Definition: Intelligence is the efficiency with which a learning system turns experience and priors into general skill at previously unseen tasks

Proponent: François Chollet

Proposed metrics: Skill Acquisition Efficiency (SAE)

Perspective: Emphasizes generalization and the ability to learn new tasks quickly from limited data.

1.1. References

  1. Chollet: proposes a benchmark for intelligence, the ARC challenge

2. Hutter: Universal Artificial Intelligence

Definition: Intelligence measures the ability of an agent to achieve goals in a wide range of environments

Proponent: Marcus Hutter

Proposed metrics: Universal Intelligence Measure (UIM); a formal mathematical definition summing over all computable reward functions weighted by their simplicity.
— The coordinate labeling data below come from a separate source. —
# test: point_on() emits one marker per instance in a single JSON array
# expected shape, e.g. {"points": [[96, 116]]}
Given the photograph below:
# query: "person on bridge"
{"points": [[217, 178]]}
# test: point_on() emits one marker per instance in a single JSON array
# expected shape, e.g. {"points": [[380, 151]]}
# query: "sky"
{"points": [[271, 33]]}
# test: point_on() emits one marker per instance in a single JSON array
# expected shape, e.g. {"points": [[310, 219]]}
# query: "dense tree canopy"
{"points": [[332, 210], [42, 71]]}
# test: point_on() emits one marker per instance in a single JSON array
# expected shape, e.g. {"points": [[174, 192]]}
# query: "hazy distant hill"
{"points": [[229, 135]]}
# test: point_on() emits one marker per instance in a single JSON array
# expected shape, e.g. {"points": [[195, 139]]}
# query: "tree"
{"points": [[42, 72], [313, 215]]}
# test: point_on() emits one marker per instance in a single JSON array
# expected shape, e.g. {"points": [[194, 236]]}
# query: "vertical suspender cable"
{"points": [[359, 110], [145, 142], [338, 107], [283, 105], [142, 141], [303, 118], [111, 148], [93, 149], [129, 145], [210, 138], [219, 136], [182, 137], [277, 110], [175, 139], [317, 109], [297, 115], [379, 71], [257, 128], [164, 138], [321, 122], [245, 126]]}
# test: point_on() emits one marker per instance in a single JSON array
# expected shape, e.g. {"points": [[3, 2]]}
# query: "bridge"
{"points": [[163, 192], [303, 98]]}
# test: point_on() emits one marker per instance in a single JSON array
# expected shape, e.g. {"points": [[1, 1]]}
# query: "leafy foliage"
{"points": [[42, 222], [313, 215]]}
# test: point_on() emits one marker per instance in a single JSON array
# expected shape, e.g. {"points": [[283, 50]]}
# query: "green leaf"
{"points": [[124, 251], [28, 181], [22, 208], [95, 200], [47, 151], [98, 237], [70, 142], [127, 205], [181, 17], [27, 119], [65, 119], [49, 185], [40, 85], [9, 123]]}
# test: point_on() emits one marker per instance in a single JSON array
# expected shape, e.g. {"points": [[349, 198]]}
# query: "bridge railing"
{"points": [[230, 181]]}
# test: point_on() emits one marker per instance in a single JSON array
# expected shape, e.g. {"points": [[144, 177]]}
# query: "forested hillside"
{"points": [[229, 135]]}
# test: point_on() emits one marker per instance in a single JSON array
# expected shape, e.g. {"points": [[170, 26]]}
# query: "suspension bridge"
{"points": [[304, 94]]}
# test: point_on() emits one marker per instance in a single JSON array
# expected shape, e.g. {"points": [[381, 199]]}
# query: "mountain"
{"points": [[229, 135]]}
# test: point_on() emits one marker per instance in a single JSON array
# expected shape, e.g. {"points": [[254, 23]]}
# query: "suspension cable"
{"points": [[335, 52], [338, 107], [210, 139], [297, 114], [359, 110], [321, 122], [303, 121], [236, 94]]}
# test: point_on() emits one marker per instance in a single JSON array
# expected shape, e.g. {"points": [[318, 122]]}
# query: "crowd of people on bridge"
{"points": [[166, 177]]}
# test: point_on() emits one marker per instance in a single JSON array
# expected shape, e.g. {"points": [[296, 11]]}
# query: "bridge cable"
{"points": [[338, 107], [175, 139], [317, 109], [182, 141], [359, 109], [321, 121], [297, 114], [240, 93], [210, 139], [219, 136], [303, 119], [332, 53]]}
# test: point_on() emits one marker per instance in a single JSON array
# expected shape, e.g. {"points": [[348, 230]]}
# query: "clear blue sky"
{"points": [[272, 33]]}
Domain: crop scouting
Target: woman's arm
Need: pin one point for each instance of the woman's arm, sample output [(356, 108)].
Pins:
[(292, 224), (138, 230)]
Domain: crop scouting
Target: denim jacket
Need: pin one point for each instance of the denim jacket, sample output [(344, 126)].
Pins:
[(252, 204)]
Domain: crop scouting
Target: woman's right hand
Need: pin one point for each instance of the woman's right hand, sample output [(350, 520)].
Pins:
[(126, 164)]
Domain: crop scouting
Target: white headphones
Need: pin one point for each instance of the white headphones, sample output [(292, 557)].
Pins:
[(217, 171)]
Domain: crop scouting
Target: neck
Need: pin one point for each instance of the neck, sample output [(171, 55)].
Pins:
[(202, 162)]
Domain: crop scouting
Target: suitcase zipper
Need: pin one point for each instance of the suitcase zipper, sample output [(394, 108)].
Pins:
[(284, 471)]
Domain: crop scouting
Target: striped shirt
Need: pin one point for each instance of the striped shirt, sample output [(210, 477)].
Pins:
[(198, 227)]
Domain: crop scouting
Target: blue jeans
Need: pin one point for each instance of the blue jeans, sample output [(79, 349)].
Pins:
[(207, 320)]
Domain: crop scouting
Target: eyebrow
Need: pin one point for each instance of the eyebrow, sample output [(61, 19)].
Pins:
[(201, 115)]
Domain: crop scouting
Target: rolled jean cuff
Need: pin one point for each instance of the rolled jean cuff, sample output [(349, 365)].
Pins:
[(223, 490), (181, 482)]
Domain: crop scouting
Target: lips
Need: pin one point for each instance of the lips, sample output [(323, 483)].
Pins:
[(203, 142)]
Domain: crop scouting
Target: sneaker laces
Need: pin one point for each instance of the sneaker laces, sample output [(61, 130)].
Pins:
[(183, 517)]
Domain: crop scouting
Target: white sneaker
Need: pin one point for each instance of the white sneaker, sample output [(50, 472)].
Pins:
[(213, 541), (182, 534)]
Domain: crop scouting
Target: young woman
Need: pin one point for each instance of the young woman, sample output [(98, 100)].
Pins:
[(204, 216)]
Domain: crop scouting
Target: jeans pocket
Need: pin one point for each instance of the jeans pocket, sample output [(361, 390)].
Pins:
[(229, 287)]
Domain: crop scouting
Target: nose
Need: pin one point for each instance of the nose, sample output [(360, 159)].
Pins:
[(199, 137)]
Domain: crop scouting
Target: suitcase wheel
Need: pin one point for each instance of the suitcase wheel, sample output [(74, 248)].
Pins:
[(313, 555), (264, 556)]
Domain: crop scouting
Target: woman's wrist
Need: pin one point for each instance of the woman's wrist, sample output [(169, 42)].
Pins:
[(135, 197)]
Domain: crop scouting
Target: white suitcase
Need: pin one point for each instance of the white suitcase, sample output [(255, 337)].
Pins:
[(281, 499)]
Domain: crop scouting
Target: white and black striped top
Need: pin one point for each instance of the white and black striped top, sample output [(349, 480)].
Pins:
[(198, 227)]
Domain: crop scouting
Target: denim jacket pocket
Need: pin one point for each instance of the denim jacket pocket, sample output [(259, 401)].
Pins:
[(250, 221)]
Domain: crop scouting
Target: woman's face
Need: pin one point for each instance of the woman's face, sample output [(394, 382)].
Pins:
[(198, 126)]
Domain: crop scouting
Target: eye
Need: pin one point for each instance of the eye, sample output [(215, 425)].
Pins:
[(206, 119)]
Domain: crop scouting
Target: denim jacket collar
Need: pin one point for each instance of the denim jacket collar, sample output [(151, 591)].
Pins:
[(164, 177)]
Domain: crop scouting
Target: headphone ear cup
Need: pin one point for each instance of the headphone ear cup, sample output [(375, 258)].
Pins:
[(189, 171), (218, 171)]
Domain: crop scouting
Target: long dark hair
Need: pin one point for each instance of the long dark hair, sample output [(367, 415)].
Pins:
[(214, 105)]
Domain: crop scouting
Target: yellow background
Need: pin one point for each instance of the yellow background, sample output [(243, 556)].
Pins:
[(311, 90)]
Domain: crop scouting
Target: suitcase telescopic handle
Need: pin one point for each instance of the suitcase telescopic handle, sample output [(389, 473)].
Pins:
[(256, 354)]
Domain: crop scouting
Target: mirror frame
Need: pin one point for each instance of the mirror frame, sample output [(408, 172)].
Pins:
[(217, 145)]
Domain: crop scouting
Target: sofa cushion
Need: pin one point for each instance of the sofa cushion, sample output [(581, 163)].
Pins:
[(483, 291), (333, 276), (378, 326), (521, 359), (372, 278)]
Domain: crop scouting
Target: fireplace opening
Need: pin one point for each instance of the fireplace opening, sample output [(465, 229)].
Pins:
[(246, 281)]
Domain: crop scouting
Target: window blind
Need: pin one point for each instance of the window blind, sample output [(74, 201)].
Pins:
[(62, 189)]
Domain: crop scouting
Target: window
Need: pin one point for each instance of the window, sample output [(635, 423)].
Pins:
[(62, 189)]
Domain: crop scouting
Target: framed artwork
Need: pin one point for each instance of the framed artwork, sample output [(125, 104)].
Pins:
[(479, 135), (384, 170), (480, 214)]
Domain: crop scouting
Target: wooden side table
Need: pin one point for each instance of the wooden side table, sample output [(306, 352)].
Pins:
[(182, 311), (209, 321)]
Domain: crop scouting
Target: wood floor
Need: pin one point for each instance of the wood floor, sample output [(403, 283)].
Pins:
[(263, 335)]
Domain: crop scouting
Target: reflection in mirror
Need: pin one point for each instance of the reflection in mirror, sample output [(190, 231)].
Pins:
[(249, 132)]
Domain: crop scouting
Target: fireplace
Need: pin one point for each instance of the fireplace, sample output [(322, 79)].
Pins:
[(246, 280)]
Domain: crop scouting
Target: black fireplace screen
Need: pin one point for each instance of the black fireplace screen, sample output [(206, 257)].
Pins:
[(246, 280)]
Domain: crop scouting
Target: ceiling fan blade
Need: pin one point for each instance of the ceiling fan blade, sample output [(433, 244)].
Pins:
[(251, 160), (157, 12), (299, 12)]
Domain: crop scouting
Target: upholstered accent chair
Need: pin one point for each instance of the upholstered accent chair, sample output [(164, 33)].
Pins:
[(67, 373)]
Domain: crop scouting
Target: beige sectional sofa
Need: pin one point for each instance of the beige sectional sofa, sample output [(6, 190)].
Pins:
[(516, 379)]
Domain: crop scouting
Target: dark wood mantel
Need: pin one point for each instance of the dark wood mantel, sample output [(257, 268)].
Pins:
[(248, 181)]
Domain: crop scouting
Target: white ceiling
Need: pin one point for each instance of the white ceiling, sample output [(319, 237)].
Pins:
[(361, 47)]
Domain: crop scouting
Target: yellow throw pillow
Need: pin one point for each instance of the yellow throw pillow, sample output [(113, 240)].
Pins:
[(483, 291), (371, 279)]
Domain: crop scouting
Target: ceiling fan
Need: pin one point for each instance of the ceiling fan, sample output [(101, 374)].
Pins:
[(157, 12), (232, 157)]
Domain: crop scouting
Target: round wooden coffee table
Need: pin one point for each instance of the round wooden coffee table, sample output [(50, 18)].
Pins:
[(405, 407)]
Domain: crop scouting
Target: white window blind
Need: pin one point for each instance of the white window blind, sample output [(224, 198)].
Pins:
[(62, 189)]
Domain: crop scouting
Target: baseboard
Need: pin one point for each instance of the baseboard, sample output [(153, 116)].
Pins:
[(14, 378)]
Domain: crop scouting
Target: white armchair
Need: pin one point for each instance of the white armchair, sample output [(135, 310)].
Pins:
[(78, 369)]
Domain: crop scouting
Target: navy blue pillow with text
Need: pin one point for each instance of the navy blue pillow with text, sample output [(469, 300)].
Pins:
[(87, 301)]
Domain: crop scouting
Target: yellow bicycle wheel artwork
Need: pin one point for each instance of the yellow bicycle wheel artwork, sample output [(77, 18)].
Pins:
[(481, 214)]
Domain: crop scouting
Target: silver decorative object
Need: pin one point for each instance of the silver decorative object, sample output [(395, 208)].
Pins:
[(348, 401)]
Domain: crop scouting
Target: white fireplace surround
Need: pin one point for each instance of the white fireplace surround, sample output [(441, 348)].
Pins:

Perspective: Provides a formal, mathematical framework based on algorithmic information theory to define and measure intelligence.

2.1. References

  1. AIXI: Marcus Hutter's AIXI model for Universal Artificial Intelligence
  2. Hutter: Books by Marcus Hutter on Amazon

3. Schmidhuber: Compression progress

Definition: Intelligence is the ability to generate novel, interesting actions or data by maximizing future expected reward or compression progress

Proponent: Jürgen Schmidhuber

Proposed metrics: Measures based on Compression Progress; improvement in predictive models driven by intrinsic motivation and curiosity

Perspective: Highlights the role of intrinsic motivation, curiosity, and data compression in discovering new patterns and behaviors.

3.1. References

  1. Schmidhuber on consciousness: intelligence [and conciousness] is a byproduct of data compression
  2. AI Blog: Schmidhuber's AI Blog

4. Mainstream AI: Task-specific metrics

Definition: Intelligence is often operationally defined by performance on specific tasks or benchmarks without a unified overarching definition

Proponent: Various

Proposed metrics: Task-specific metrics such as Accuracy, F1 Score, BLEU Score, etc., depending on the task

Perspective: Focuses on empirical performance in narrow domains, emphasizing results on established benchmarks over a holistic definition of intelligence

4.1. References

  1. Russel, Norvig: Artificial Intelligence: a modern approach

5. Psychometrics: Intelligence Quotient (IQ)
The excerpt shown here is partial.